The protocols for the isolation of plaques and PHF involve several rounds of sedimentation centrifugation and require about a week for completion, although much of this time is spent waiting for centrifugations and does not involve continual lab-bench work. On the contrary, the sequential extraction of amyloid and pre-amyloid deposits described in Protocol 1 utilizing short time centrifugations, requires a more constant dedication to the procedure which will take about three days for completion.

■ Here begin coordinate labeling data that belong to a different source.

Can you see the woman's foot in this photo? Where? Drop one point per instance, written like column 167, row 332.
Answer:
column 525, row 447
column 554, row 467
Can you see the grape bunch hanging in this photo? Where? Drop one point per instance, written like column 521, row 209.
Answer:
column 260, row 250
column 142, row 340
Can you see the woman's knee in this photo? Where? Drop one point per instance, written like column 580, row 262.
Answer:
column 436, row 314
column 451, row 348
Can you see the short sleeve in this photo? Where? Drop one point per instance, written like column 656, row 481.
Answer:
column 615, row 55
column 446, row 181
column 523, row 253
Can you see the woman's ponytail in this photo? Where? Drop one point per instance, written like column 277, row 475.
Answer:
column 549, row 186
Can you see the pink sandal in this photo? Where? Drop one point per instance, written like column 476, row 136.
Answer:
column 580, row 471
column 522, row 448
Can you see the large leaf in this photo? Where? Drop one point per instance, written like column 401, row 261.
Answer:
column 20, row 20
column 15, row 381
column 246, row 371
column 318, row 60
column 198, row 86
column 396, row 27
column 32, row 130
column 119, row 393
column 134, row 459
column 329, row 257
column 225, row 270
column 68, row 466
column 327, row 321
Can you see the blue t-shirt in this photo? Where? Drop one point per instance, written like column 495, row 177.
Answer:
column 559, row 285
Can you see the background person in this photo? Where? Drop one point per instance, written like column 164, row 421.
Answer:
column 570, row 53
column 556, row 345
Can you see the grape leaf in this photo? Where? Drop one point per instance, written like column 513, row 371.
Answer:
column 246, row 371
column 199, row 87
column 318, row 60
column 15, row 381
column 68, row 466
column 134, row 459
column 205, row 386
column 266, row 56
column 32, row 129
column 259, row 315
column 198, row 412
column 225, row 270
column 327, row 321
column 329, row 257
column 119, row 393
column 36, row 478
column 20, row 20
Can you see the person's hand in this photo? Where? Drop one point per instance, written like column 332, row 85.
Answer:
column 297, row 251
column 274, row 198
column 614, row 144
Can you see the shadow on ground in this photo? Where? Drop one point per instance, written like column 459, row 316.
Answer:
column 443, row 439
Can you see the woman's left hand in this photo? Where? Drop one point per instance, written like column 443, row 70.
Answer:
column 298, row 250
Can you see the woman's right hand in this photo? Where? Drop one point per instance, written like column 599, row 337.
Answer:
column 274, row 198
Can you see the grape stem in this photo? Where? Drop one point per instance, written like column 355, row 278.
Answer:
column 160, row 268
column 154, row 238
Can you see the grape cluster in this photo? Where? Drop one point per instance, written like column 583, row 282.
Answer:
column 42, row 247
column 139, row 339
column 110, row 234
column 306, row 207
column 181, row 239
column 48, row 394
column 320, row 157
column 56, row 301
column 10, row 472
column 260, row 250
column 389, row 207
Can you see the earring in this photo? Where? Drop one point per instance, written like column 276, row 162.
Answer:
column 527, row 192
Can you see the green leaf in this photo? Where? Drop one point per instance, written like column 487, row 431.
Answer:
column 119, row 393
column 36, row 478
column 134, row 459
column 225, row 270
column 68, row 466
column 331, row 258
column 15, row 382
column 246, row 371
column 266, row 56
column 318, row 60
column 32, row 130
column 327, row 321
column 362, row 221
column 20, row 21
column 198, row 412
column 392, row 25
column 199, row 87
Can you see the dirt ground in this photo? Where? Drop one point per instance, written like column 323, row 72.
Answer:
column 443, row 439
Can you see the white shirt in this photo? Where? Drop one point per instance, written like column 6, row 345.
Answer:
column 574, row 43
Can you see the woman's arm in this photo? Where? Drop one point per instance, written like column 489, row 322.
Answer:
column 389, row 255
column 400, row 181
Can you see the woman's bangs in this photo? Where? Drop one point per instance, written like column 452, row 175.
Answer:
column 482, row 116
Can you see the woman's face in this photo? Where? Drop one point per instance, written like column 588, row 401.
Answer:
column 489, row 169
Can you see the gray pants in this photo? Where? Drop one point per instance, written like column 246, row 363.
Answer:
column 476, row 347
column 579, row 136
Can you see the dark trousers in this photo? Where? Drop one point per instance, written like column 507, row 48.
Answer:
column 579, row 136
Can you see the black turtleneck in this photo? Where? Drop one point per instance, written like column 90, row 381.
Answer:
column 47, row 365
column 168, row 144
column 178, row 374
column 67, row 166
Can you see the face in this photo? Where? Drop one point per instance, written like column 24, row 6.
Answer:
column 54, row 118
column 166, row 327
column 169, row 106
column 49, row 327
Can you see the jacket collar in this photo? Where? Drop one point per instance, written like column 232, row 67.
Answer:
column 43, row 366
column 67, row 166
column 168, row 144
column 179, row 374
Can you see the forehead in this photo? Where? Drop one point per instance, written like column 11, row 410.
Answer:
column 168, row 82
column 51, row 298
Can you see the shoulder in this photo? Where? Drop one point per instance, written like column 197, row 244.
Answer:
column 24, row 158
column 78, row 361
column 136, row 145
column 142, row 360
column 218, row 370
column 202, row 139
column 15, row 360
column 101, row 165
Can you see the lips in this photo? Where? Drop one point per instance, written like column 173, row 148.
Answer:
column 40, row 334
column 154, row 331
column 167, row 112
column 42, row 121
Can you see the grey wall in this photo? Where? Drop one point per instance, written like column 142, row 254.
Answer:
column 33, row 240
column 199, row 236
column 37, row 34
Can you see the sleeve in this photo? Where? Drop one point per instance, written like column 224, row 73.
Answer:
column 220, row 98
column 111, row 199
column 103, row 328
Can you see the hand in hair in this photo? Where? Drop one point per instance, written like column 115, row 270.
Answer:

Extra time should be allotted to the characterization of the purified material by Western blot, mass spectrometry, amino acid sequence analysis and electron microscopy studies which will easily use up 7–10 days, depending on the experience of the operator, his/her work-day schedule and the availability of the equipment. In many circumstances the evaluation of the isolated material by mass spectrometry, sequence analysis and electron microscopy requires the use of especially dedicated facilities. Although the analysis themselves do not require more than few hours, the work load of the dedicated facilities may in some cases add extra time to the overall procedure.